Modern Masters: Warhol, BBC One | reviews, news & interviews
Modern Masters: Warhol, BBC One
Modern Masters: Warhol, BBC One
Did Andy Warhol change the world? An art critic dons an Andy-suit to find out
I wondered how long it would be before Andy Warhol’s "15 minute" quote came up. From the whizzy, flash-bang opening credits I knew it wouldn’t be long. I was right: but less than seven minutes? Less than five? I didn’t time it, since I was still somewhat mesmerised by the sight of perky presenter Alastair Sooke doing a kind of disco-dancey, pointy-arm manoeuvre in front of Picasso’s Les Demoiselles d’Avignon during the intro. (Oh no, Alastair, I wanted to cry, you can’t out-cool Andy, so don’t even try.)
So how does Sooke, the puppyish new kid on the block, measure up to the old hands? Did his angle on Warhol inform, educate and entertain in equal measure? I admit expectations were not especially high, since I was expecting neither revelation nor great insight in yet another TV profile. And not just because Warhol himself was all about surface, but because, like Warhol’s silkscreens, one has come to expect an awful lot of repetition. One need only to be mildly curious and passingly interested, after all, to know an awful lot about the Pop art king already: the Marilyn Monroe portraits, the Campbell's soup tins, that famous quote; the electric chairs and car crashes; Warhol with his wig and bad skin; some stuff about The Factory, where groovy people hung out and took drugs and were filmed and observed with cool detachment by a man who took cool detachment to almost pathological extremes.
That stuff, it’s all we ever get about Andy. And though there was other stuff to keep it bobbing along at a fair pace - did you know that before his cool, sartorial makeover he was known as "raggedy Andy"? Did you know that he sold his first painting, of a cat, in a coffee shop called Serendipity for $25 and that his favourite drink, which is more of a confection really, was frozen ice chocolate and lemon ice box pie, which you can still order there today? - what let this programme down was that it expected you to have almost no cultural reference points. Almost none whatsoever. Gee, it was really kinda dumb, but not in a cool, insouciant way.
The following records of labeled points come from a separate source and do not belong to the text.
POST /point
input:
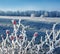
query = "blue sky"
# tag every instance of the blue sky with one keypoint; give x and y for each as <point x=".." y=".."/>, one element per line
<point x="22" y="5"/>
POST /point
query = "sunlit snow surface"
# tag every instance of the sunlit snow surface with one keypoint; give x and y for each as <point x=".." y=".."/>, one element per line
<point x="46" y="42"/>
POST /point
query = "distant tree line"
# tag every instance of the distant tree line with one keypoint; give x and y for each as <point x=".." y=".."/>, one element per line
<point x="28" y="13"/>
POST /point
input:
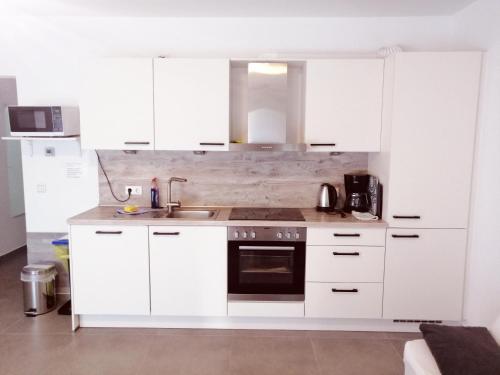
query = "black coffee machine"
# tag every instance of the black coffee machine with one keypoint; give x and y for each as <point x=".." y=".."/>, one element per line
<point x="357" y="196"/>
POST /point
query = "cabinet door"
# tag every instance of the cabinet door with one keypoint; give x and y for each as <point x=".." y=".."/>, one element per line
<point x="188" y="270"/>
<point x="191" y="104"/>
<point x="424" y="274"/>
<point x="116" y="106"/>
<point x="110" y="270"/>
<point x="433" y="125"/>
<point x="344" y="104"/>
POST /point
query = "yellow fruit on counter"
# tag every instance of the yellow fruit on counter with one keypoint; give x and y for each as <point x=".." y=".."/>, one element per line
<point x="130" y="208"/>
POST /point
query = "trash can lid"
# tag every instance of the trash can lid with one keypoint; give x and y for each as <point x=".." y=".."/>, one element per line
<point x="39" y="269"/>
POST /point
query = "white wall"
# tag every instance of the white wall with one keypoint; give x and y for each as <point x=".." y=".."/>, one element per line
<point x="478" y="26"/>
<point x="12" y="228"/>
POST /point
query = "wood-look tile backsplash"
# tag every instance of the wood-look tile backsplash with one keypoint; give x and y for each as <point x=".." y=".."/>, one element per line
<point x="265" y="179"/>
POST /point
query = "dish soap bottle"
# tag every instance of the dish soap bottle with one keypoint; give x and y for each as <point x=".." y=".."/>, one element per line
<point x="155" y="193"/>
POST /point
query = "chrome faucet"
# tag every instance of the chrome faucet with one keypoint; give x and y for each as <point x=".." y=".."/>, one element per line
<point x="170" y="205"/>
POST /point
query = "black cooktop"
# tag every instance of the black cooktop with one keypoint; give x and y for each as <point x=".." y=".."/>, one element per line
<point x="274" y="214"/>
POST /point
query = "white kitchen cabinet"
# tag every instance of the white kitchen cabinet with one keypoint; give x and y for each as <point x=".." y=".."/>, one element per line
<point x="116" y="105"/>
<point x="188" y="270"/>
<point x="434" y="109"/>
<point x="110" y="269"/>
<point x="424" y="274"/>
<point x="343" y="104"/>
<point x="191" y="104"/>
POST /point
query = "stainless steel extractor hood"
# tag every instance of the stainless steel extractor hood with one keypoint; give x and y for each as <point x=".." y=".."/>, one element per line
<point x="267" y="106"/>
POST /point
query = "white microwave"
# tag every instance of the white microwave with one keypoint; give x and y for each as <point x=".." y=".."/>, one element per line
<point x="44" y="121"/>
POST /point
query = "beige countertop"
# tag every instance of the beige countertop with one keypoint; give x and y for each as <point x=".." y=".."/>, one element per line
<point x="107" y="215"/>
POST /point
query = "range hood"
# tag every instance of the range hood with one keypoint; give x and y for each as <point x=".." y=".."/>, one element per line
<point x="267" y="101"/>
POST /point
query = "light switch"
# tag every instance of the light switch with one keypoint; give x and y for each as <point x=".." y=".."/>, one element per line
<point x="41" y="188"/>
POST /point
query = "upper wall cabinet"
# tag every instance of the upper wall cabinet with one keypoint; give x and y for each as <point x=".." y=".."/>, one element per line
<point x="344" y="104"/>
<point x="191" y="104"/>
<point x="116" y="106"/>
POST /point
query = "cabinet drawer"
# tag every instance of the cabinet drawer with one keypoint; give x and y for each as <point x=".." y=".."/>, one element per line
<point x="345" y="263"/>
<point x="346" y="236"/>
<point x="343" y="300"/>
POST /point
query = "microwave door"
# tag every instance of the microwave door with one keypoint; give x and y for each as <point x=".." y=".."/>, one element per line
<point x="25" y="120"/>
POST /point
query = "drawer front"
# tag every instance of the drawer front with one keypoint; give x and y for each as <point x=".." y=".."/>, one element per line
<point x="346" y="236"/>
<point x="345" y="263"/>
<point x="344" y="300"/>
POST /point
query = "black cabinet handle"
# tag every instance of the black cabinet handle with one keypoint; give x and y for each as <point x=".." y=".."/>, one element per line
<point x="355" y="253"/>
<point x="405" y="236"/>
<point x="335" y="290"/>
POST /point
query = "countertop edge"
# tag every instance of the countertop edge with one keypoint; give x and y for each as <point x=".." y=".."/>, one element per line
<point x="313" y="219"/>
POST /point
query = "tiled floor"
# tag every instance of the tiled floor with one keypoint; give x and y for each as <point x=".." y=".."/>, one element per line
<point x="46" y="345"/>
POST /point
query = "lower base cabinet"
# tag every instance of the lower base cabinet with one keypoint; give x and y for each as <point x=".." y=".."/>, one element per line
<point x="424" y="274"/>
<point x="188" y="268"/>
<point x="344" y="300"/>
<point x="109" y="269"/>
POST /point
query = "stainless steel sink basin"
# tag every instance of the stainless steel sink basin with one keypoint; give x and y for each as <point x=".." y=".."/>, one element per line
<point x="184" y="213"/>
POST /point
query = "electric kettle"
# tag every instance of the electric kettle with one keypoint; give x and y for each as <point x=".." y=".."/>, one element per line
<point x="327" y="198"/>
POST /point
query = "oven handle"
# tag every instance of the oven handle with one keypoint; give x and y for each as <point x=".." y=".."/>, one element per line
<point x="286" y="248"/>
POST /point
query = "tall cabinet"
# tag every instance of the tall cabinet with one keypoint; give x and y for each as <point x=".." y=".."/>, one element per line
<point x="426" y="168"/>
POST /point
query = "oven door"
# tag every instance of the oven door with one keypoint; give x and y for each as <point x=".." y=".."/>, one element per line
<point x="266" y="271"/>
<point x="33" y="120"/>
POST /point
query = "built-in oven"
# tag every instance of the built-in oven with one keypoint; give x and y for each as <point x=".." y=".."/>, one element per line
<point x="266" y="263"/>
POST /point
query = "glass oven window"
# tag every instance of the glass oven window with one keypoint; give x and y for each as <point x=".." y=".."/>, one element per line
<point x="266" y="267"/>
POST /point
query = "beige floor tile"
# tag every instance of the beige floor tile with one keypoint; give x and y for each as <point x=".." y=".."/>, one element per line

Marilyn Monroe, for instance, was “the movie star Marilyn Monroe”, as if we might have scratched our heads and confused her with the author of The Women's Room (oh, right, that was Marilyn French). And as for wanting to find out “if Warhol was any good and not just really famous", Sooke’s first mission-stop was to the O2 Centre, to look at one of his Michael Jackson screen prints just before it got packed off to auction - but what might we have learned about Warhol’s importance by going straight to the fag-end of his career?

Granted, the programme wasn’t meant to offer a detailed biography, but an overview on Warhol’s impact on our world (three more Modern Masters are to follow, on Picasso, Matisse and Dali, attempting to do the same). But in this area, too, Sooke was light on observation and critique. You know, Warhol did not, in fact, single-handedly “invent” reality-celeb culture, nor would we have never had Facebook if he hadn’t been around. With regard to any of that, anyone, including Sooke, who wants to argue his world-changing influence over and beyond a necessarily peripheral one must have a slightly blinkered world view.
What we got a lot more of instead was Sooke in a variety of Warhol guises: executing a Warhol-style silkscreen self-portrait, which resulted in Sooke, by his own admission, looking “like a mouse with lipstick"; being “Warholed” again on computer; getting an “Andy-suit” makeover, or did I hear an “Andy-pseud” makeover? This was all quite agreeable and fun, but, for Sooke, it probably wasn’t half as exciting as his one-minute encounter with Carla Bruni-Sarkozy outside the Andy Warhol Museum in Pittsburgh. Now, he was dead chuffed about that.